The part that I found surprising is Chris' notion that this strategy is somehow "brilliant" or "ingenious". It is neither. It is common sense, as I've tried to explain to some progressives - it is in fact the exact line of criticism I've used in the past. The issue is not that he is flip-flopping - people are allowed to change their minds if there are good reasons to do so. The issue is pandering - saying something that voters want to hear in order to get elected and then changing your tune later when you realize that you don't have the ability to do what you said. This is of course what Sen. Obama accuses Sen. Clinton of doing - when in fact, he's mostly guilty of this himself. Sounds familiar, doesn't it? (To top it all off, Sen. Obama and his campaign have been indulging in falsehoods after they were caught).

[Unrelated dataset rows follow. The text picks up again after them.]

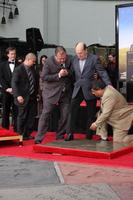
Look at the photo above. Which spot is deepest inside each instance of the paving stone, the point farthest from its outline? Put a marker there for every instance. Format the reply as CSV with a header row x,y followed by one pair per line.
x,y
19,172
63,192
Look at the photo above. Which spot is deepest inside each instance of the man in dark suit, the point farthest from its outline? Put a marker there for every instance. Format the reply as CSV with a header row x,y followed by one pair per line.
x,y
25,90
6,71
56,91
84,67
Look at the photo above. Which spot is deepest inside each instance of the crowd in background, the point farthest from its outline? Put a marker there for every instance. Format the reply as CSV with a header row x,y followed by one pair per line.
x,y
32,90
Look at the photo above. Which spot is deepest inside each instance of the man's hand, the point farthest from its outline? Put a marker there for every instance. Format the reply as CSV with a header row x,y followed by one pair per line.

Let's add some historical perspective. When Bill Clinton ran against George H. W. Bush in 1992, he attacked Bush Sr. for having raised taxes in office even though Bush Sr. had said “Read My Lips: No New Taxes” at the 1988 Republican National Convention – i.e., during his 1988 campaign for President. Was it particularly ingenious or brilliant that Clinton then criticized Bush Sr. on raising taxes, just because Clinton himself, as Governor of Arkansas had a history of raising taxes? Not in the least. Clinton was questioning whether people could trust what Bush Sr. claimed about himself and his positions on the campaign trail. This is one of the least offensive, position-based and legitimate critiques in political campaigns. No mud-slinging – just plain old - “Can you trust what Candidate X says on the campaign trail?”
What Sen. Clinton is doing is nothing different. If I ran on a campaign of being anti-war and then voted in a manner that prolonged the war (whatever the reasons maybe), it would be entirely legitimate for someone who is pro-war or anti-war or anywhere in between to question whether I was really anti-war. My opponent’s position is completely irrelevant to the question of whether my own words could be trusted. If I said I was in favor of single-payer healthcare and then acted in a manner that was quite different, it is entirely legitimate for people who are either pro-single-payer, anti-single-payer or anything else, to question my fealty to what I claim are my principles at any given moment.